In my head there is always a competition for which post is next and sometimes if there will be a post at all. ODBC and RevoScaleR have been arguing and its super annoying. ODBC was the last post, how you can connect to any version of SQL using just ODBC. If you did not go to the link I published, you can connect to Oracle, MySQL, PostgreSQL, SQLite too. The point of that will become much more clear when you start querying MSDB Job History so you can write your own R ggplot reports on job length and overlapping jobs (spoilers…). I will give you the code to get you started, later, maybe tomorrow, I don’t know yet depends on who wins the next argument. For now it is connect to SQL Server using RevoScaleR package…
If you read and followed the ODBC post and you successfully connected to and started running queries, you know a lot, you probably started pulling lots of data back, maybe you even crashed R Studio, if you did good for you. If not, what are you waiting for, it’s the new Excel! Query a bazillion rows until you take down a production server and get the Admins furious with you until they limit your account and ban R form the environment… Okay, maybe don’t do that, select top 100 is your friend… If you are the admin, someone is going download the db to their desktop, get ready.

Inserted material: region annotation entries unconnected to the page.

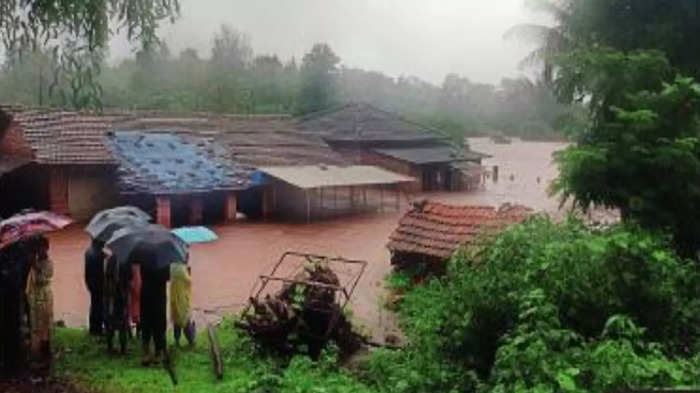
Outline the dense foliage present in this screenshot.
[54,320,372,393]
[0,0,179,108]
[512,0,700,256]
[368,218,700,392]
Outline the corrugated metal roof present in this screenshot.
[0,105,126,165]
[387,201,530,258]
[299,103,446,143]
[259,165,415,189]
[111,130,252,194]
[0,156,32,176]
[374,145,489,165]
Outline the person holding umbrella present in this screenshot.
[104,255,131,355]
[0,211,72,374]
[106,224,188,371]
[85,239,107,336]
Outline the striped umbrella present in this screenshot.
[172,227,219,244]
[0,211,73,249]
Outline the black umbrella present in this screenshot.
[85,206,151,241]
[85,215,150,242]
[105,224,189,270]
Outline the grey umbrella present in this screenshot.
[85,206,151,240]
[105,224,189,270]
[85,216,150,242]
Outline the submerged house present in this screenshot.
[298,104,488,191]
[109,128,251,227]
[387,200,530,274]
[0,106,118,220]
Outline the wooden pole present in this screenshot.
[305,190,311,224]
[396,184,401,212]
[379,184,384,213]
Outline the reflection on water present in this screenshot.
[430,138,616,221]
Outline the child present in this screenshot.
[170,263,195,346]
[129,264,141,337]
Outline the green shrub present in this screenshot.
[370,217,700,392]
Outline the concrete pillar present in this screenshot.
[156,195,172,228]
[49,167,70,215]
[224,192,238,222]
[262,187,272,219]
[190,195,204,225]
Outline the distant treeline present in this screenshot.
[0,26,578,139]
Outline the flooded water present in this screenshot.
[46,138,612,339]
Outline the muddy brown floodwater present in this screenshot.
[50,138,608,340]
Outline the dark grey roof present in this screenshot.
[110,114,345,167]
[110,130,252,194]
[298,104,445,142]
[374,145,489,165]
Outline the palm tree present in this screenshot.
[504,0,575,85]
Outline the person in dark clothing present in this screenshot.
[0,242,29,374]
[141,265,169,366]
[104,257,131,355]
[85,239,106,336]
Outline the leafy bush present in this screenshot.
[369,217,700,392]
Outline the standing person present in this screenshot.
[0,242,28,374]
[104,256,131,355]
[27,236,53,366]
[85,239,106,336]
[141,259,170,366]
[129,263,142,337]
[170,263,195,347]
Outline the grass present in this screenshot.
[54,320,378,393]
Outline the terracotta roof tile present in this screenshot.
[387,201,530,258]
[0,106,126,165]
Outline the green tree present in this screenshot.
[299,44,340,113]
[0,0,179,107]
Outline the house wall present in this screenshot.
[0,122,34,157]
[337,148,423,193]
[66,166,120,220]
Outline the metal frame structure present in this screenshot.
[243,251,368,339]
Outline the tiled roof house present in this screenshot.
[387,200,530,270]
[0,105,124,219]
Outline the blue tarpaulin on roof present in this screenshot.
[251,171,268,186]
[112,131,249,192]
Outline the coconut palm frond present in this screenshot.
[503,23,552,44]
[525,0,572,23]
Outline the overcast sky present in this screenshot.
[111,0,538,83]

To be fair, MSFT published all of this in the books online, it worked when they wrote it, not all of the code works anymore. If they wrote it and it works I will quote them, if it does not work I will show you a way around. Some of what I am going to be demoing builds on the end to end data science walk through for the NYC cab data, which I will get way more into at a later date. The walk through is slightly more interesting than watching grass grow, the likelihood of a cab driver getting a tip is not interesting to me, from a data analysis perspective it is interesting that a random sample of 1000 people picked up within .25 miles of MidTown, only 1 went to New Jersey… Why is that? Why statistically, do people who catch cabs in MidTown not go to New Jersey? There is also one fare in Bermuda, I’m really not sure how the cab got from NYC to Bermuda, when we get to that dataset and start playing I will call it out, its amusing to say the least.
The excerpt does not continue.